Le travail peut parfois ressembler à une course contre la montre. «Il peut y avoir des espèces en voie d’extinction et nous ne sommes même pas conscients de leur existence. Nous devons être en mesure de faire la distinction entre les espèces qui font partie d’un écosystème en bonne santé, lesquelles sont endémiques à la région, et si des espèces invasives posent un risque de les pousser à l’extinction», explique Mme Revelas Nicoletti.

Au cours de ses excursions (elle dirige également une mission médicale tous les ans en République dominicaine), Mme Revelas Nicoletti rappelle fréquemment à ses élèves les objectifs de développement durable de l’ONU. Quand ses élèves voient des matières plastiques dans l’océan pendant qu’ils échantillonnent des poissons, ils les enlèvent. «Cette responsabilité nous appartient à tous. L’eau ne connait pas les frontières et sans eau, il n’y a pas de vie.»

Créer des œuvres inspirantes

Jason Panda, EAO, enseignant de graphisme au Kitchener Collegiate & Vocational School (KCI), veut que ses élèves contribuent à la communauté. «Je ne veux pas que les élèves fassent quelque chose parce qu’on leur a dit de le faire. Je veux qu’ils pensent à leurs gestes comme ayant un sens et un objectif.»

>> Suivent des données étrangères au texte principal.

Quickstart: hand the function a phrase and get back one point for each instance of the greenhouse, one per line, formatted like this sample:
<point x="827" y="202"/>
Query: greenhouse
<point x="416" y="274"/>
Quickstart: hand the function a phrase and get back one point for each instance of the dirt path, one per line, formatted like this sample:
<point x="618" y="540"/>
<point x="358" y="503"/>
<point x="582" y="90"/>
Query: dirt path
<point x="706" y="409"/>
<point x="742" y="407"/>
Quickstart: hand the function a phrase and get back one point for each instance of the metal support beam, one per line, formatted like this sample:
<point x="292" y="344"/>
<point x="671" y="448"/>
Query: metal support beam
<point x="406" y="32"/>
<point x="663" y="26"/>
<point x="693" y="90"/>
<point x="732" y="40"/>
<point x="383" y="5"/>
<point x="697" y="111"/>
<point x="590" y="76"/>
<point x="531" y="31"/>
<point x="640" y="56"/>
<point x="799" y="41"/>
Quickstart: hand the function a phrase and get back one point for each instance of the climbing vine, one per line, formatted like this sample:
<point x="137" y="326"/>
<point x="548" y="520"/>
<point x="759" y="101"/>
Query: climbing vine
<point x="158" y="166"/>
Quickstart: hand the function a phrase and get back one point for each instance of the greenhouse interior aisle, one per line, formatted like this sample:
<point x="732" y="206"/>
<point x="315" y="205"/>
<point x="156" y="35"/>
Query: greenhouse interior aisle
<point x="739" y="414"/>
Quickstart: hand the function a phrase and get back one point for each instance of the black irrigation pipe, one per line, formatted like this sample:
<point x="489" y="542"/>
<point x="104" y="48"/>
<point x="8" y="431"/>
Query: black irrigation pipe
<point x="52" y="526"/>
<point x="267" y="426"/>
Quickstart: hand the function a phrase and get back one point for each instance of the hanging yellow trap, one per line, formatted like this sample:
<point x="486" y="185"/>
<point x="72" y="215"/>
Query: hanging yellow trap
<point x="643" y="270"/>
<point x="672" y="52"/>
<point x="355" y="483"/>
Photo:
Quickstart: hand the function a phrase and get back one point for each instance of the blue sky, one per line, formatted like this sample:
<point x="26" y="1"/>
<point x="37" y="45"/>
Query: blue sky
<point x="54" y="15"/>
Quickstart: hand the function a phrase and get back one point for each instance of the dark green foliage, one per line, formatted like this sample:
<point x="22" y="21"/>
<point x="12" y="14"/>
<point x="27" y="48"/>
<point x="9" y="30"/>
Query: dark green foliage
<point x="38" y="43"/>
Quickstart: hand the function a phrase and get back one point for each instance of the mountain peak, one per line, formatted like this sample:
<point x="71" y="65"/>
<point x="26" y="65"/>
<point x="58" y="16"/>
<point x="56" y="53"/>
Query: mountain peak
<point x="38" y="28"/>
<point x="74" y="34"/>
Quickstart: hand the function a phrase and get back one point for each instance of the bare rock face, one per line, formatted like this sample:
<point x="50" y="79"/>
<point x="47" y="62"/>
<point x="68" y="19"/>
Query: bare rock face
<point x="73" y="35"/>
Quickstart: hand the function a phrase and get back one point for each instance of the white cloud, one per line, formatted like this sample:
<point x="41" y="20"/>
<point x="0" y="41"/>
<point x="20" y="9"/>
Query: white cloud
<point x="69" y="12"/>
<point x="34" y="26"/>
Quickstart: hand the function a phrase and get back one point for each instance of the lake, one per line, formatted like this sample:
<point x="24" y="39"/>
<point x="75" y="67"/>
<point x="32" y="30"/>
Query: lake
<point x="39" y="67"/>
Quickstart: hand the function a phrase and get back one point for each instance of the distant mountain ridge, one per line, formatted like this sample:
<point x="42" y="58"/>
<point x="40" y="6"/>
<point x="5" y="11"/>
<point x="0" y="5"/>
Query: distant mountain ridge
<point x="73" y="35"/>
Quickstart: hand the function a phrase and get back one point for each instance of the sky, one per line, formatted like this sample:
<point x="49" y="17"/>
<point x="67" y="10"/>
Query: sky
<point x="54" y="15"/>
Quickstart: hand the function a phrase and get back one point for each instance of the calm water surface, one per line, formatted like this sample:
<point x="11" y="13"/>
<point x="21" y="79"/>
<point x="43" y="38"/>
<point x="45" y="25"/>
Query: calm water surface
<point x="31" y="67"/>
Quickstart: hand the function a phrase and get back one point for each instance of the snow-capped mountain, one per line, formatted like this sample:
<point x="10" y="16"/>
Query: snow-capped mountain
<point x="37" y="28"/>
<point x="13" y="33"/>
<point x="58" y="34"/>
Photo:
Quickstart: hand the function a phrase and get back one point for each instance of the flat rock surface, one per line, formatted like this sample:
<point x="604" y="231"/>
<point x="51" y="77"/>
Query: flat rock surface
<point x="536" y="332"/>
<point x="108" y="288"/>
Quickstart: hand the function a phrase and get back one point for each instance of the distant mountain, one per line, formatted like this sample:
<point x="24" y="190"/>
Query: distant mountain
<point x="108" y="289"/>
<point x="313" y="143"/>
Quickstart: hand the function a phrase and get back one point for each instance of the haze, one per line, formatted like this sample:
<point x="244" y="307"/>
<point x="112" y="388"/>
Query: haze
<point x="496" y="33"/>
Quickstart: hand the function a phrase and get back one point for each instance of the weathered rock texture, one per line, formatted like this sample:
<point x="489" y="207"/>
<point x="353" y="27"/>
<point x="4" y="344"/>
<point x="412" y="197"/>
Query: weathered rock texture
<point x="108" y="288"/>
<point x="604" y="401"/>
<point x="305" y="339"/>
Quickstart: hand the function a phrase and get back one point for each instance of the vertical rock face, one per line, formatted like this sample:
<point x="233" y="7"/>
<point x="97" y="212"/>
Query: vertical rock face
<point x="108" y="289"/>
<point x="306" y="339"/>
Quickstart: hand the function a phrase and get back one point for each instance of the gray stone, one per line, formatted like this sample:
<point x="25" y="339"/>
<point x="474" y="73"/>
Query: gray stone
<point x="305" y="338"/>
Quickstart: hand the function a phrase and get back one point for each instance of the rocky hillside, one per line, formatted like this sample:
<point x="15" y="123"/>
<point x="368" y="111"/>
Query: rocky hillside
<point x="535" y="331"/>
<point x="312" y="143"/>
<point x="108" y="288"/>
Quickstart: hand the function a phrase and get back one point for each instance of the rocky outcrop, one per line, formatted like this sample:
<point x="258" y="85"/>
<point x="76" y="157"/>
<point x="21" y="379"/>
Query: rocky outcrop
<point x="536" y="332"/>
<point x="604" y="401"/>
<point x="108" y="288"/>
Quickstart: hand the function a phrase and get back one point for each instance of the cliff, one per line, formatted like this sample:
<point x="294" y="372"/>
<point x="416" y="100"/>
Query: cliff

C’est pourquoi, au fil des ans, M. Panda a supervisé de nombreux projets artistiques communautaires, y compris une œuvre à la craie à l’extérieur de l’hôpital Grand River et une exposition annuelle (pendant cinq ans) de photos d’élèves.

Chaque année, en septembre, le Département d’art du KCI et des élèves travaillent ensemble pendant une semaine sur une œuvre colorée ornant un trottoir devant l’hôpital pour souligner le Mois de la sensibilisation au cancer infantile. «Un groupe trace les contours, tandis qu’un autre colorie, explique M. Panda. L’œuvre n’appartient à personne et, s’il pleut, on recommence. C’est le geste qui compte.»

Certaines années, le personnel de l’hôpital, les patients et les visiteurs sont sortis pour contribuer au dessin ou simplement pour voir les élèves en action. «L’objectif est d’établir ce lien», dit M. Panda, qui a appris que des membres du personnel et des patients suivaient l’évolution de l’œuvre des fenêtres de l’hôpital.

Son projet Imagine a Show, qui a duré de 2012 à 2017, a également incité les élèves à tisser des liens avec la communauté et à apprécier la pertinence de leurs travaux artistiques. Chaque année, M. Panda invitait des élèves du Waterloo Region District School Board à soumettre des photos pour une exposition. Une fois, l’hôpital Grand River a invité les élèves à prendre des photos dans les coulisses et elles ont été par la suite affichées à THEMUSEUM de Kitchener, en Ontario. Une autre fois, les élèves ont pris des photos qui représentaient, à leurs yeux, leur communauté, puis elles ont été exposées au centre commercial Conestoga, à Kitchener.

M. Panda a donné quelques ateliers en photographie dans la région de Waterloo, et il a même payé les frais d’impression des photos exposées. L’objectif était d’aider les élèves à renforcer leurs compétences en photographie et leur confiance en eux. «Une des choses les plus difficiles pour moi est d’exposer mes œuvres et de me demander si on va les apprécier et y attacher de la valeur, dit-il. Je crois qu’il est important que les enfants apprennent tôt à les partager et qu’ils n’aient pas peur de le faire.»